Por cierta confusión interesada, llamamos “Casa Real” a una familia y nombramos a esas personas por su poco humilde morada; con “la Zarzuela” o “la Corona”, como exculpatorias metáforas. Así, cuando aparece una oveja negra en el palacio, siempre hay algún pelota dispuesto a argumentar aquello de “no confundir a la institución con las personas”. Como si fuese posible diferenciar ambas cosas; como si no fuese la monarquía una institución basada, precisamente, en las personas: en que hay una familia con más derechos que las demás.

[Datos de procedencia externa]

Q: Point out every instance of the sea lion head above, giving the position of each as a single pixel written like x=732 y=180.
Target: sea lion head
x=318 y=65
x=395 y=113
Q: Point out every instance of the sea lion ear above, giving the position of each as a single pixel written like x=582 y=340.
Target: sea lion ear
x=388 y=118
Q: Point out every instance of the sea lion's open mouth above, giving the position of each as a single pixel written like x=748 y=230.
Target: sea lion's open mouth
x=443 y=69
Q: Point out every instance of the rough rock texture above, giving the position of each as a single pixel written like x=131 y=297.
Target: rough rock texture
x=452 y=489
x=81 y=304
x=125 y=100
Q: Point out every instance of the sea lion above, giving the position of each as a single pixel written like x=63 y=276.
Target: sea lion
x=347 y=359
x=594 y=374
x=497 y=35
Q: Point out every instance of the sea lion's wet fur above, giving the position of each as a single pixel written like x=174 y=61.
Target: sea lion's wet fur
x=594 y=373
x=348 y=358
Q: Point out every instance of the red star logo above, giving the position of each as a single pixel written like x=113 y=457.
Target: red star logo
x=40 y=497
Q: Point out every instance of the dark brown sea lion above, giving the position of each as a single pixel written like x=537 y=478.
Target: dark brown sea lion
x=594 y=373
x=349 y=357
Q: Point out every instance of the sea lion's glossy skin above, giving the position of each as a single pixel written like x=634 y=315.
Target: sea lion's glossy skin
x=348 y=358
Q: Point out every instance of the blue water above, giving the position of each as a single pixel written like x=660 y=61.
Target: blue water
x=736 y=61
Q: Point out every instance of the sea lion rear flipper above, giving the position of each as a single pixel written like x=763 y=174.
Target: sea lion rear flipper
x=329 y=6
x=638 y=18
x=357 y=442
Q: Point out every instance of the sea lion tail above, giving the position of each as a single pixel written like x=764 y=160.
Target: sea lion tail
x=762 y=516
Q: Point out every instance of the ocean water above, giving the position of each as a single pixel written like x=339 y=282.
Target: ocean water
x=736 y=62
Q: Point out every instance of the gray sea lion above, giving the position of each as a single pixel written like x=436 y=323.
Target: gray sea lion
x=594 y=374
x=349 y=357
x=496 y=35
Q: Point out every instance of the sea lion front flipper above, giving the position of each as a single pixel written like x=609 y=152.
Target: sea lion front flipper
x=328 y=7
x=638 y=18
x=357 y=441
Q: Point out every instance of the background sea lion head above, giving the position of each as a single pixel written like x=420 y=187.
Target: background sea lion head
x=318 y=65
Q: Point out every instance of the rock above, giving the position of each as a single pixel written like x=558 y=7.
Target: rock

A medida que avanza el caso Urdangarin, queda claro que no es sólo un escándalo privado de un señor más, de los que no está libre familia alguna. Hay tres razones por las que la responsabilidad alcanza a la propia Casa Real: a la institución o, sin eufemismos, al rey de España. La primera: que el yerno jeta de esta historia aprovechó durante años el nombre y la tarjeta de visita que le proporcionaba la Casa Real para hacer negocios “poco ejemplares” sin que los controles que debería tener la jefatura de un Estado democrático detectasen el mal olor. La segunda: que su esposa, la infanta Cristina, séptima en la línea de sucesión, era vocal del Instituto Nóos y copropietaria de una de las empresas que hoy investiga el juzgado. Es difícil de creer que no puedas ver el Jaguar de la Gürtel en tu garaje –como nos contó Ana Mato a cuenta de su marido–, pero ¿cómo no ver un palacete de varios millones de euros en el mejor barrio de Barcelona? Y la tercera: que cuando el escándalo se hizo evidente en la Zarzuela, la solución tomada fue mandar a la pareja al exilio de Washington, para que el asunto se olvidase con el tiempo y la distancia.
Mi duda: si el rey lo sabía hace casi cinco años, ¿no debería haberlo denunciado?